Roma (México/EUA, 2018) é o filme mais festejado do ano. Venceu prêmios de associações de críticos em Los Angeles, Nova Iorque, Chicago, Toronto. Seus cartazes e trailers reúnem mais estrelas que toda a constelação de Hidra. Com três indicações ao Globo de Ouro, que acontece neste 6 de janeiro, o longa ainda pode fazer história como o primeiro produto original da Netflix a chegar às principais categorias do Oscar.
Agora, cá entre nós, ele merece todas essas láureas?
A resposta é um direto e retumbante “sim”. Alfonso Cuarón, que já nos presenteou com Gravidade, Filhos da Esperança e Harry Potter e o Prisioneiro de Azkaban, se supera e realiza aqui a sua obra mais profunda e pessoal. Além de dirigir, o mexicano encarnou o marido de aluguel: também escreveu, fotografou, montou e produziu o filme. A história é um fiapo, e o cineasta não precisa de muito mais que isso para nos arrebatar do início ao fim.

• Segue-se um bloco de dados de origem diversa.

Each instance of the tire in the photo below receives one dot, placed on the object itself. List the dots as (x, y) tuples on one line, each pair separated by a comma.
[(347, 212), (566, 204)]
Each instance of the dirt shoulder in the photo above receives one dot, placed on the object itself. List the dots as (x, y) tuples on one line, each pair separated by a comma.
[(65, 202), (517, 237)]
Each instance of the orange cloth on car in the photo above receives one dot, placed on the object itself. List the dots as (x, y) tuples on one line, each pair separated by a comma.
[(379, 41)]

São, basicamente, fragmentos de memória da infância de Cuarón costurados a uma trama de ficção onde uma empregada doméstica vai percebendo que o seu lugar no mundo é muito maior do que imagina.
O filme se passa no início dos anos 1970, no bairro Roma, na Cidade do México, onde acompanhamos o dia a dia de uma família de classe média. Cleo é uma doméstica que trabalha na casa de Sofia, mãe de quatro filhos e que sofre com a constante ausência do marido. Pessoa reservada e de modos econômicos, a empregada faz de tudo para ajudar a patroa a cuidar das crianças, a quem ama como se fossem seus próprios filhos. Quando Cleo se descobre grávida e abandonada pelo primeiro namorado, passamos a acompanhar como a sua mentalidade vai se transformando com o passar do tempo. As duas mulheres lutam com essa e outras mudanças no lar e também na cidade, que é tomada por passeatas de estudantes e violentas milícias do governo.

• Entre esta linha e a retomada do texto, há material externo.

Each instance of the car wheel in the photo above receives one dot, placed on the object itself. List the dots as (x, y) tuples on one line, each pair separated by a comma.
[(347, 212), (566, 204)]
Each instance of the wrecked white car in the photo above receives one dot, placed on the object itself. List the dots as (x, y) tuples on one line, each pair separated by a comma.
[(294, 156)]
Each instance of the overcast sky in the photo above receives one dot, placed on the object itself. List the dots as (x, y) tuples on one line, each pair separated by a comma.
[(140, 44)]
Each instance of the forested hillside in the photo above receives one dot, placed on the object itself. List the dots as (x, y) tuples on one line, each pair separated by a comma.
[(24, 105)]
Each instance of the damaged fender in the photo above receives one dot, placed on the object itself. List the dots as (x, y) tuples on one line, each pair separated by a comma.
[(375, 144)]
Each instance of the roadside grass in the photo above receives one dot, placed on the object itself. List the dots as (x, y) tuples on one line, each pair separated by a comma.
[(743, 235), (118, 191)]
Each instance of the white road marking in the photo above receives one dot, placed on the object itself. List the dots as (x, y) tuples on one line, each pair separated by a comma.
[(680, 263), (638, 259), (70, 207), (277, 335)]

A figura ausente do pai, um homem que dedica mais atenção e cuidados ao próprio carro que à família, salta aos olhos do espectador. Aliás, praticamente toda figura masculina em cena se destaca por sua covardia, desdém ou capacidade de abandono. Elas comandam a festa, são donas do próprio nariz, e Cuarón não esconde isso um minuto sequer.
O realizador percorreu o México até encontrar a intérprete ideal para Cleo. A honra coube a uma estreante, a professora infantil Yalitza Aparicio, que entrega uma performance contida mas sensacional. Com pouquíssimas falas (inclusive, algumas no curioso idioma mixteca), a emoção da personagem é transmitida basicamente pelo olhar hipnótico de Yalitza.
A narrativa contida, sem firulas, acaba conferindo um tom amorosamente desajeitado a toda a produção. O espectador é convidado a entrar no filme, rodado em tela larga e num preto-e-branco majestoso, e ali ele enxerga o que bem entender.
Aqui e ali, o diretor vai salpicando a trama com referências à própria juventude. Há inclusive a exibição de um trecho de Sem Rumo no Espaço (1969), clássico B de ficção-científica que acabaria levando o menino que queria ser astronauta a fazer um filme sobre o espaço, e com ele ganhar os maiores prêmios da indústria do cinema. Momentos assim fazem de Roma um filme verdadeiro, feito com o coração. A cena do incidente na praia é uma das mais fortes e bem orquestradas dos últimos tempos, um plano-sequência que aproveita magistralmente a luz natural e evidencia o assombroso domínio técnico de Cuarón.
Em essência, Roma é uma obra sobre as mulheres e mães que fazem o mundo girar, e a independência dos homens em suas vidas. É também sobre o amor se sobrepondo às eventuais humilhações na relação empregador-empregado. Quer coisa mais bonita e atual do que isso? Que venha o Oscar, Señor Cuarón.
Fernando Halal é jornalista e fotógrafo, apreciador de rock, cinema, churros e, naturalmente, vídeos de bichinhos.